DNA methylomic changes in fibroblasts of idiopathic pulmonary fibrosis (IPF)
IPF is a devastating and progressive scarring disease of the lung, and our laboratory focuses on understanding how fibroblasts, the main effector cell in fibrosis, differ in phenotype between normal lung and those derived from the lungs of IPF patients. We have discovered that many of these differences in cellular function and gene expression can be attributed to differences in DNA methylation. We are now characterizing how the DNA methylomic patterns in fibroblasts differ among IPF patients of varying severity. Our goal is to determine whether DNA methylation changes account for, and ultimately predict, the variability in disease progression.
Gene specific DNA methylation changes in IPF fibroblasts
In addition to whole genomic DNA methylomic patterning, we also study how DNA methylation changes occur at the individual gene level, and how alterations in expression of these genes may contribute to IPF pathogenesis. Several candidate genes have been shown to be significantly hyper- or hypomethylated in IPF fibroblasts and we are investigating the functional consequence of these DNA methylation changes. In particular, CDKN2B, a cell cycle inhibitor that regulates proliferation and differentiation, was found to be significantly hypermethylated in IPF cells and we are using animal models and in vitro studies to examine the function and relevance of this gene to IPF.
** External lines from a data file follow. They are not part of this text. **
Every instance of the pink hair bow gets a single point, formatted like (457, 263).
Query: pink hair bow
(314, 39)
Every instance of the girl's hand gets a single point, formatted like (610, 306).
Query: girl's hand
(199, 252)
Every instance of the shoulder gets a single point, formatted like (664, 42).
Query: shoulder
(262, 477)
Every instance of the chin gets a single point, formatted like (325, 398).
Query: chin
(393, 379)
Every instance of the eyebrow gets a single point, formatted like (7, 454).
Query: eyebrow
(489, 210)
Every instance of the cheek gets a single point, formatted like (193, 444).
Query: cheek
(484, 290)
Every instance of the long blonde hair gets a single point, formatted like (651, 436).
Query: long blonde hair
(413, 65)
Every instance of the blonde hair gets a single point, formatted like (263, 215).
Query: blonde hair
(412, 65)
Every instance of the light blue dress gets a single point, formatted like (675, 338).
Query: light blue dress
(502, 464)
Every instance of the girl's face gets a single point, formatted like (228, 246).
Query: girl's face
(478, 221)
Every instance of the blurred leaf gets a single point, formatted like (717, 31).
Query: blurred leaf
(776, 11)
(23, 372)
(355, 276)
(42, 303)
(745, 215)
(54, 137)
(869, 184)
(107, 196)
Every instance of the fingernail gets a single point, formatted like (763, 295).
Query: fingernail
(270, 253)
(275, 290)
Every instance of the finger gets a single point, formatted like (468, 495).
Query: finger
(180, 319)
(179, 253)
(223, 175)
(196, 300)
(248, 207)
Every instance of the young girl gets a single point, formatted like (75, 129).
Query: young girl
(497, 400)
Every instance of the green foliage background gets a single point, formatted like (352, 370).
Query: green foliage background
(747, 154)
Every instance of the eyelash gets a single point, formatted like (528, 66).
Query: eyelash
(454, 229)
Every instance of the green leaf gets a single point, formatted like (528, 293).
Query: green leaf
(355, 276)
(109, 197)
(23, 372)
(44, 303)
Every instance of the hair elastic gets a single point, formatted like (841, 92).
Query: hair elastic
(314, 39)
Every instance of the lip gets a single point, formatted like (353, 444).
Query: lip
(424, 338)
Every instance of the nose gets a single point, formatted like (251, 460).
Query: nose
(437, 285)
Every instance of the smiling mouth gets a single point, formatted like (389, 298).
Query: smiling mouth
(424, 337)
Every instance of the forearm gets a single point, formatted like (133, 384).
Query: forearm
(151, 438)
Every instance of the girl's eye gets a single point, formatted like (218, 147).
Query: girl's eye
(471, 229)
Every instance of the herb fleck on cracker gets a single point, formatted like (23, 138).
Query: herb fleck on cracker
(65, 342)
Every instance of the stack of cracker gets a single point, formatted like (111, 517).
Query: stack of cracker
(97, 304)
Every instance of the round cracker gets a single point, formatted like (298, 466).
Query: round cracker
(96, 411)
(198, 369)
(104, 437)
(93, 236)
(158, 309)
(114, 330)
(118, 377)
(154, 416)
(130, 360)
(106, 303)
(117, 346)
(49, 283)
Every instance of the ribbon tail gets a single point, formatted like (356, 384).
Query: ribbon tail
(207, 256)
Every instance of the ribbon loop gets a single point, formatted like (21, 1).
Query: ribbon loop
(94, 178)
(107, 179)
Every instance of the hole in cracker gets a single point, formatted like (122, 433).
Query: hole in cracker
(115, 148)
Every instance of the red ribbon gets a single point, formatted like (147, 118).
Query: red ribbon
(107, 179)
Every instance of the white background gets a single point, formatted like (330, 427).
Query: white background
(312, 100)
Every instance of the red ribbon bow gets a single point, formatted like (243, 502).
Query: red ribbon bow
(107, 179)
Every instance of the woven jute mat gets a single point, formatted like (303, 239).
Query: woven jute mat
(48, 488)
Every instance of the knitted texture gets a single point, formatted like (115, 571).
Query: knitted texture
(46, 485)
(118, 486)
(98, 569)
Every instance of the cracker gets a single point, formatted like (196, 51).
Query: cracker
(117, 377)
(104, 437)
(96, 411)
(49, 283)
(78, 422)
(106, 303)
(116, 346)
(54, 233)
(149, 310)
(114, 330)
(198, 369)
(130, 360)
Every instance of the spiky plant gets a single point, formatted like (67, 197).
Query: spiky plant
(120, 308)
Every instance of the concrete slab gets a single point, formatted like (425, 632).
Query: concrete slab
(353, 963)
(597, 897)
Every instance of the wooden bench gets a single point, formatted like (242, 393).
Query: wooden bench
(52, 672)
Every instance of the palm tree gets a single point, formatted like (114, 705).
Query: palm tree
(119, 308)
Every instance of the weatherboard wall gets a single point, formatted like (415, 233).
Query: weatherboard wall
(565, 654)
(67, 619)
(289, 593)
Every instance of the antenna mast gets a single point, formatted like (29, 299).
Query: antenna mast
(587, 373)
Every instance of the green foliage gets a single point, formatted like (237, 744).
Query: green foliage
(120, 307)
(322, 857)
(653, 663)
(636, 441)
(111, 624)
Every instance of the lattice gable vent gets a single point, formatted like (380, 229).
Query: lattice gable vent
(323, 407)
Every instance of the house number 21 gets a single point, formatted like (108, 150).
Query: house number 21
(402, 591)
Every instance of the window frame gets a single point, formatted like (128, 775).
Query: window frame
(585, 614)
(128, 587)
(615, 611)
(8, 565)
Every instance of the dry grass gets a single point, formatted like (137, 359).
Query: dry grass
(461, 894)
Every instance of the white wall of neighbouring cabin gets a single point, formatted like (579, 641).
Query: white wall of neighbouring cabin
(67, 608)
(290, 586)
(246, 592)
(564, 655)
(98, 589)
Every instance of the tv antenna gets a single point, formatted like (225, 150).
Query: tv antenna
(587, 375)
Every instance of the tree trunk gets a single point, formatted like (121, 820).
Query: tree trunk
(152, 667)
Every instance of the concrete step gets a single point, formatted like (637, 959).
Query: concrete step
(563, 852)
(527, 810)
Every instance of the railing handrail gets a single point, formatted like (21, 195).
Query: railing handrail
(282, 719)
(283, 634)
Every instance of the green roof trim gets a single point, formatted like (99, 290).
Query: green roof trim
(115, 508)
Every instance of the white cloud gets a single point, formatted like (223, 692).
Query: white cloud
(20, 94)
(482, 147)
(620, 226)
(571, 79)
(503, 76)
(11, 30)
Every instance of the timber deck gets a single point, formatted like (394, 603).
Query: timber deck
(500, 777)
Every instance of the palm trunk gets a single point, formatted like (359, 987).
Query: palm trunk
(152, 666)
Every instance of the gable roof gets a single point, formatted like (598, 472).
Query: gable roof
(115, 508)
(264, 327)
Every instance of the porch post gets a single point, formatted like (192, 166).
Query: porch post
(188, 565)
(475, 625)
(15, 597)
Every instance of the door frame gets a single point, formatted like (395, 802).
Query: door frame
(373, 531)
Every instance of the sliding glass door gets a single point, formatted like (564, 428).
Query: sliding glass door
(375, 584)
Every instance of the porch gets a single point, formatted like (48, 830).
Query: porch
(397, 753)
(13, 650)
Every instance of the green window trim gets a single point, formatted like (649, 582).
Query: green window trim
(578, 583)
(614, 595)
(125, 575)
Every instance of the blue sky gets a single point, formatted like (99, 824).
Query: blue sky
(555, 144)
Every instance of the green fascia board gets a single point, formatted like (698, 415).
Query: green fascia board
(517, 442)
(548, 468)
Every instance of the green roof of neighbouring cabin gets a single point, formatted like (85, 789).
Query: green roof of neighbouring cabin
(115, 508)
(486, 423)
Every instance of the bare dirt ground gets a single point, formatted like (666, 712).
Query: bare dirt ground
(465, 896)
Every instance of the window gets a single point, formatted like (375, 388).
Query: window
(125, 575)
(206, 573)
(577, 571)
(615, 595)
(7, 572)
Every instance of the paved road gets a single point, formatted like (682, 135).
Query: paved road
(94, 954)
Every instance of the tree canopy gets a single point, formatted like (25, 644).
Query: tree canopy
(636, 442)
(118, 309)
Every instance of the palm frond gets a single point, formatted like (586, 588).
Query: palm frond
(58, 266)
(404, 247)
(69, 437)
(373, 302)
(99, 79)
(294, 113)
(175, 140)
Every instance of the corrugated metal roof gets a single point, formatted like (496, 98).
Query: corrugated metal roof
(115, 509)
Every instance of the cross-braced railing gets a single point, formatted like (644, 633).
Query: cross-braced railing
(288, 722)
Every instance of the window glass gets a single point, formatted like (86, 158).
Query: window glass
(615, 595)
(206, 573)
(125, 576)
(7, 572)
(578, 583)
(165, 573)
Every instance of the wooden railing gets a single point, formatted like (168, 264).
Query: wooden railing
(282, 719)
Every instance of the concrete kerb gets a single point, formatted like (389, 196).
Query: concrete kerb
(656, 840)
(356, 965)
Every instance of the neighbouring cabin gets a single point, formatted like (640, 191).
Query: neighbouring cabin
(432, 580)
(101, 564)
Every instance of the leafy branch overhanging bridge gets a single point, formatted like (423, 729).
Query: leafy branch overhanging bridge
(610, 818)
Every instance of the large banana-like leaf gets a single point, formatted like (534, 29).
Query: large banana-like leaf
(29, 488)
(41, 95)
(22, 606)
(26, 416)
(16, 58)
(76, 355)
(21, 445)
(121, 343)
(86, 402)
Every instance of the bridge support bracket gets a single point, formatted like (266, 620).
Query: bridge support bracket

Regulation of DNA methyltransferases (DNMT) and DNA methylomic patterns in lung fibroblasts
DNMTs catalyze the addition of methyl groups to DNA and our laboratory is currently investigating how DNMT activity is regulated in lung fibroblasts. Transforming growth factor beta and prostaglandin E2 are two well-recognized pro- and anti-fibrotic mediators, respectively, and our lab investigates how these mediators modulate the expression of DNMTs and ultimately, the pattern of DNA methylation in mesenchymal cells. We believe these studies will provide novel insights into how critical, soluble mediators in the lung regulate DNA methylation patterns in both homeostasis and disease.
DNA methylation changes in asthmatics in China exposed to air pollution
As part of the University of Michigan-Peking University Joint Institute, we are investigating how air pollution in Beijing, China affects the DNA methylation patterns of patients with asthma. In this pilot project grant with collaborator Yahong Chen, MD from Peking University, we are longitudinally following Chinese adults with asthma and determining whether the DNA methylation levels of certain inflammatory genes vary throughout the year, correlating with changing levels of air pollution.